Other points worth thinking about:
  • Our relatively high cost of alcohol and tobacco is particularly noted by the Commission; this does run contrary to the usual story we're told about alcohol being too cheap in New Zealand.
  • I wonder whether results would be affected much by taking PriceSpy import prices instead of domestic landed prices for some consumer goods. How much does PriceSpy, and related services, constrain domestic prices?
  • Gemmell's prior work showed footwear and clothing to be expensive here. I note that footwear still here attracts a 10% tariff. We could fix part of our stupid-high-prices problem by getting rid of the tariff that helps make one of those price categories more expensive than it needs to be. Sir Roger tried back in 2010; National vetoed the change.


  1. I rather expect that small European countries, and Singapore, do very well by being very close to larger markets. The effective size is larger than the population.

  2. Note Aaron Schiff's amazing story of why NZ has no IKEA

    IKEA alone would move the needle on prices of durable goods, but imagine how many other stories we don't know about.
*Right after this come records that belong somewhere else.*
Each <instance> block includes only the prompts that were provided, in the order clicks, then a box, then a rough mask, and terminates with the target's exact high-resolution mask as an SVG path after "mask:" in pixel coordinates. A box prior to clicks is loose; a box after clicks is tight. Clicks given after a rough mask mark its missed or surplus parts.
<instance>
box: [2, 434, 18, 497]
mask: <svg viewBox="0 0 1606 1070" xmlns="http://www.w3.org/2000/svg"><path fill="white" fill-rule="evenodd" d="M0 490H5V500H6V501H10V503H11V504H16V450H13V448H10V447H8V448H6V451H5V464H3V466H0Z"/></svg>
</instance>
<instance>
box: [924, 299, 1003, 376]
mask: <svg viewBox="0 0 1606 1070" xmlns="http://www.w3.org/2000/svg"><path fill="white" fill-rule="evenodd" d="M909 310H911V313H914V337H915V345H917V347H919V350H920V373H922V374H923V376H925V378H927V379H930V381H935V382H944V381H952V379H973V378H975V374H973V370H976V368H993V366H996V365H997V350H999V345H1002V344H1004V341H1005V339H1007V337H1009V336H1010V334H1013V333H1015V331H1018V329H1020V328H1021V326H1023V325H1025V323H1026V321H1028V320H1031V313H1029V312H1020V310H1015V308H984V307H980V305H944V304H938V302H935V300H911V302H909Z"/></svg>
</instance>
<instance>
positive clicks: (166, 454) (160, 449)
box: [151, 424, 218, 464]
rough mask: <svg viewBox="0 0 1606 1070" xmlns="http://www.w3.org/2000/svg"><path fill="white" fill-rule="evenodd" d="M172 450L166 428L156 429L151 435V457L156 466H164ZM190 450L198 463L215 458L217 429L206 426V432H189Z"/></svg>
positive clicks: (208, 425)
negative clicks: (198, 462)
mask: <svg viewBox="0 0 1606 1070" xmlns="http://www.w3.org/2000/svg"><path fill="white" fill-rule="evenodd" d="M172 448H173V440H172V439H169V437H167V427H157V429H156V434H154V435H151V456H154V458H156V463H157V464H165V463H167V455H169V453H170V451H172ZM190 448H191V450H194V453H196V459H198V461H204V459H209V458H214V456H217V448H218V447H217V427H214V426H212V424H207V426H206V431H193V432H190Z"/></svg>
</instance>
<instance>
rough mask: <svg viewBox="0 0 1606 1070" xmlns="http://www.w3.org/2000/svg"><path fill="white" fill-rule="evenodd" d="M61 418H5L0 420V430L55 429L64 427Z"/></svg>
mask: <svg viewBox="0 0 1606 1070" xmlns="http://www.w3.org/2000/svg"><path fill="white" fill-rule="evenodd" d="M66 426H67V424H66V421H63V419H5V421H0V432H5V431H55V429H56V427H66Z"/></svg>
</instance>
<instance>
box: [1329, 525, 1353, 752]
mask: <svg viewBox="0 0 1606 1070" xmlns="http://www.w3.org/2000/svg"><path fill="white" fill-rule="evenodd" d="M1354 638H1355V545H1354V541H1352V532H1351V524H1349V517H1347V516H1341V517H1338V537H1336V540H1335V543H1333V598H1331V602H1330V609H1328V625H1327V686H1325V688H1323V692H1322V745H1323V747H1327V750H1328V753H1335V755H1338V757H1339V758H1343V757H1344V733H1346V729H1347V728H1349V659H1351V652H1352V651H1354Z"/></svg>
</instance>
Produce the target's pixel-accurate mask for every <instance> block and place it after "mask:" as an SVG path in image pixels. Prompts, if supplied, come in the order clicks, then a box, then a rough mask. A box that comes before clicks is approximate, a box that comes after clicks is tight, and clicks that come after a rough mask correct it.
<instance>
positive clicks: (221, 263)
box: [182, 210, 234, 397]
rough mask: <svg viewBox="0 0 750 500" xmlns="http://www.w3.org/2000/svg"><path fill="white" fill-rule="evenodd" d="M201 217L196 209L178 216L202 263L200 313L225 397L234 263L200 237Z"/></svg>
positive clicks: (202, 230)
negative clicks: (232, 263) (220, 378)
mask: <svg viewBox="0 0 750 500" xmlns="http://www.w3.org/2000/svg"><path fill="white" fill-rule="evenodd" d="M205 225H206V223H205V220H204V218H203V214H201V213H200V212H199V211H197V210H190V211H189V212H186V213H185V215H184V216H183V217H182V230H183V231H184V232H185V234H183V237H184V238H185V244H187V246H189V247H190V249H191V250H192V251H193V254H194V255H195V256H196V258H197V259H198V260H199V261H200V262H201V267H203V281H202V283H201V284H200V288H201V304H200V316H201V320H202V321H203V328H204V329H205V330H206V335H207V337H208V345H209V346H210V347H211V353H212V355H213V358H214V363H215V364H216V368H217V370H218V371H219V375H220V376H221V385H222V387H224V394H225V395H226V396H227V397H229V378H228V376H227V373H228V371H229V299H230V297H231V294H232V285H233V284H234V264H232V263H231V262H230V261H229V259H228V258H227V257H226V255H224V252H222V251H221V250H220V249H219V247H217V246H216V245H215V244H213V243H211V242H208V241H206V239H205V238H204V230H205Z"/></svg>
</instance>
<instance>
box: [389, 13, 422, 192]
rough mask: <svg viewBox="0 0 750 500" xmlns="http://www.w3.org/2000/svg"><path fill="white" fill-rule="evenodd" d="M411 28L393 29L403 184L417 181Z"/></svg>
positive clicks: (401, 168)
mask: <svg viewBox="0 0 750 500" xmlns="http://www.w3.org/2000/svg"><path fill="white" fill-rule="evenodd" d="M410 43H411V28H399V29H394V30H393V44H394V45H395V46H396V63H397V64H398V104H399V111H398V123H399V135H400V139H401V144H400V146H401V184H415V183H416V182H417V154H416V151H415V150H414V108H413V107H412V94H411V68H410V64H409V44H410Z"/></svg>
  3. Singapore isn't in the OECD-Eurostat sub-sample. But in any case, there is also no link between price level and popultion across the entire ICP sample (with lots of small Caribbean or African countries).
    One reason to be cautious about the results is that this is a snapshot, and we know that the passthrough of exchange rate changes to consumer prices is quite slow these days (not just in NZ) and there is lots of pricing to market. If the data were available (which I gather they aren't) it would be fascinating to see how NZ compared averaging a period such as 20000/01 when the exchange rate was very low with the 2005 results (when the exchange rate had recently moved sharply higher, to well above average levels).

  4. Indeed. I'd hoped that we might have gotten an Ikea for Christchurch post-quake. Would have made a lot of sense, what with a whole city needing affordable flat-pack furniture.

  5. Yup. I'd also be really keen to see the differences between "products that face PriceSpy competition" and those that don't.